2. In your proof what do you pick for x_40?

3. Originally Posted by alexandrabel90
may i know why "if the function f on a closed bounded interval [a,b] is unbounded then there exist a seq x_n in [a,b] st l f(x_n)l > n for all n"

i was trying to list a few examples to show why this is true but i do not get it.

it seems to be that the function f on a closed bounded interval [a,b] can be bounded and yet there exist a seq x_n in [a,b] st l f(x_n)l > n for all n.
this was my working:

assuming that the function is from [0,10] where the range is [ 20,30] which means that f(x)= 20+x

then taking the even seq, f(x_1)= 22, f(x_2)=24... where 22>1, 24> 2.. hence
f(x_n) > n for all n, where in this case, the function is bounded.

may i know what mistake i have made?

thank you!
Think of why counterexamples won't work.
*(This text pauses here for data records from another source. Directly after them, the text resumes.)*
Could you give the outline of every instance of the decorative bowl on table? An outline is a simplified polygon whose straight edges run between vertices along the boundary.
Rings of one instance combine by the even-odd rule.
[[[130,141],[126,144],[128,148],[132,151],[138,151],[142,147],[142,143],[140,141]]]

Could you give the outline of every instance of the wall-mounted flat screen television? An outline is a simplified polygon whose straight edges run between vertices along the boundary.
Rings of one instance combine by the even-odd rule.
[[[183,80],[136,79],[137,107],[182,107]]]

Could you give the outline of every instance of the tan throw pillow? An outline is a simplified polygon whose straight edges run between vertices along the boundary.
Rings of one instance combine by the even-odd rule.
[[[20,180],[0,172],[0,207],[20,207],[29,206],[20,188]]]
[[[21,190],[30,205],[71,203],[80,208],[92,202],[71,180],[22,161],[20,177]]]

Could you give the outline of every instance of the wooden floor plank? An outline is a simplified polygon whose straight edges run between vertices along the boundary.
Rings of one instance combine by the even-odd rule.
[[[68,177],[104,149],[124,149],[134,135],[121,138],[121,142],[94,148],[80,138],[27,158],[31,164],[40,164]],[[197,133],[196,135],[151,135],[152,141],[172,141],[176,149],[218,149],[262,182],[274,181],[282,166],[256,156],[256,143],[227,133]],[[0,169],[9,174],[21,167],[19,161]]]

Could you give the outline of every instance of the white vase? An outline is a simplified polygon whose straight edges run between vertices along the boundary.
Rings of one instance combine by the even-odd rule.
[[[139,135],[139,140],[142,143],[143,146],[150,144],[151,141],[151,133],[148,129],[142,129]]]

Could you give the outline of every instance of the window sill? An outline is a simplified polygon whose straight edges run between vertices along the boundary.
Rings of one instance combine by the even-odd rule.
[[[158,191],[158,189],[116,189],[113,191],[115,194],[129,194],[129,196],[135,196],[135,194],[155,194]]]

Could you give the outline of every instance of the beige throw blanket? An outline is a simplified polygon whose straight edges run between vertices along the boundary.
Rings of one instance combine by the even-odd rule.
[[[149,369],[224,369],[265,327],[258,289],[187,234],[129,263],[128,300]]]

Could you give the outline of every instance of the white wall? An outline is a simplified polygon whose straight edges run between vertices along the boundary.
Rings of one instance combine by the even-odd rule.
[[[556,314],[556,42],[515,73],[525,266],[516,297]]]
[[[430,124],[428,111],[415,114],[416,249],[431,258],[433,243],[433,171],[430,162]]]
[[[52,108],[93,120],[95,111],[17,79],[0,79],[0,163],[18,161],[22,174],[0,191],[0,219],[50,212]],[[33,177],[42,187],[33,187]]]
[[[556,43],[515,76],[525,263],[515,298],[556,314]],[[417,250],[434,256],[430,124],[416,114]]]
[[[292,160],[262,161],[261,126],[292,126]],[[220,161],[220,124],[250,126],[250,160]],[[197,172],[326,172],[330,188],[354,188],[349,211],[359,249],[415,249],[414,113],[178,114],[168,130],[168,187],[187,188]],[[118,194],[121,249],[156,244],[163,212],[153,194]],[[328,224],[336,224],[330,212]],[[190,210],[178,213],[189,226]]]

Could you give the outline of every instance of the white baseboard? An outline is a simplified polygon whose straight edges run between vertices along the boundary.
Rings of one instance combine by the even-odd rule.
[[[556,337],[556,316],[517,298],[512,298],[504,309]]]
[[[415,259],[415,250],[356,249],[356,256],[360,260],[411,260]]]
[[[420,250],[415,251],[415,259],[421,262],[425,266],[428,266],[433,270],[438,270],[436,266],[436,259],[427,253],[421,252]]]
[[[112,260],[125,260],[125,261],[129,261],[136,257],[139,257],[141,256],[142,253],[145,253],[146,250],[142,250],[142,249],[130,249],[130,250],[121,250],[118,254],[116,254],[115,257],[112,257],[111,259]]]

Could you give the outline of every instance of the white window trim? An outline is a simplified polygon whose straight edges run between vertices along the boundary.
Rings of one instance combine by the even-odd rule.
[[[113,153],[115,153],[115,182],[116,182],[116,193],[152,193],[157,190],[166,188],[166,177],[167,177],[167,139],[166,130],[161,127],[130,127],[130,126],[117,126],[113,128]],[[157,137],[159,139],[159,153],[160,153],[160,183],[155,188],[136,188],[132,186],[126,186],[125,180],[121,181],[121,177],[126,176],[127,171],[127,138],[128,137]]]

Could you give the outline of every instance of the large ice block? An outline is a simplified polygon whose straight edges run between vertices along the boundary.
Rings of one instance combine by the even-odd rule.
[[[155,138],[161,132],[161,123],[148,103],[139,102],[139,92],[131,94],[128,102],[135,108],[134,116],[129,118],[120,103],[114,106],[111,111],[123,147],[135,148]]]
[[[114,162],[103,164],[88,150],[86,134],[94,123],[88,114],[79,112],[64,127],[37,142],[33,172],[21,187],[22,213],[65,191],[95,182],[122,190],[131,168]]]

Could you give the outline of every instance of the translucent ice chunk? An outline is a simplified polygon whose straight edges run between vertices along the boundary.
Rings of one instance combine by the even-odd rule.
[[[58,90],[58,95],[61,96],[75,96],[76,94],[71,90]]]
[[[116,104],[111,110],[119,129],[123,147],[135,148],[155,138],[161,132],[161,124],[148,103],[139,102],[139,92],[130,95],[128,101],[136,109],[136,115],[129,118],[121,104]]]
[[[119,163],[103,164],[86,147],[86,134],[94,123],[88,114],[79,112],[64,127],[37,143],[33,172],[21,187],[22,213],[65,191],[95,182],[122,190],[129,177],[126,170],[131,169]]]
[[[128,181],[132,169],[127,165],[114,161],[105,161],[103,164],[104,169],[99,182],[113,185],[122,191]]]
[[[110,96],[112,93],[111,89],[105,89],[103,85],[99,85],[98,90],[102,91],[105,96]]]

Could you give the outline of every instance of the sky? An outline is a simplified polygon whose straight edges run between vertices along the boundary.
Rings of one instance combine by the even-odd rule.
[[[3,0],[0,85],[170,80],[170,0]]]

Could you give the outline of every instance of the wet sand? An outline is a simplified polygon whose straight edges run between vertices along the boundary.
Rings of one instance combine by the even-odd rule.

But think about it this way. Suppose that the process of recursive definition that's going on here. Clearly there exists some $\displaystyle x_1$ such that $\displaystyle |f(x_1)|>1$ otherwise $\displaystyle |f(x)|<1$ for all $\displaystyle x\in[a,b]$ which contradicts boundedness. Suppose then that you keep doing this and you come to some $\displaystyle n\in\mathbb{N}$ such that there does not exist $\displaystyle x\in[a,b]-\{x_1,\cdots,x_{n-1}\}$ with $\displaystyle |f(x_n)|>n$ then for all $\displaystyle x\in[a,b]-\{x_1,\cdots,x_{n-1}\}$ one would have that $\displaystyle |f(x)|\leqslant n$ and thus surely $\displaystyle |f(x)|\leqslant \max\{f(x_1),\cdots,f(x_{n-1}),n\}$ for all $\displaystyle x\in[a,b]$ contradicting unboudness too!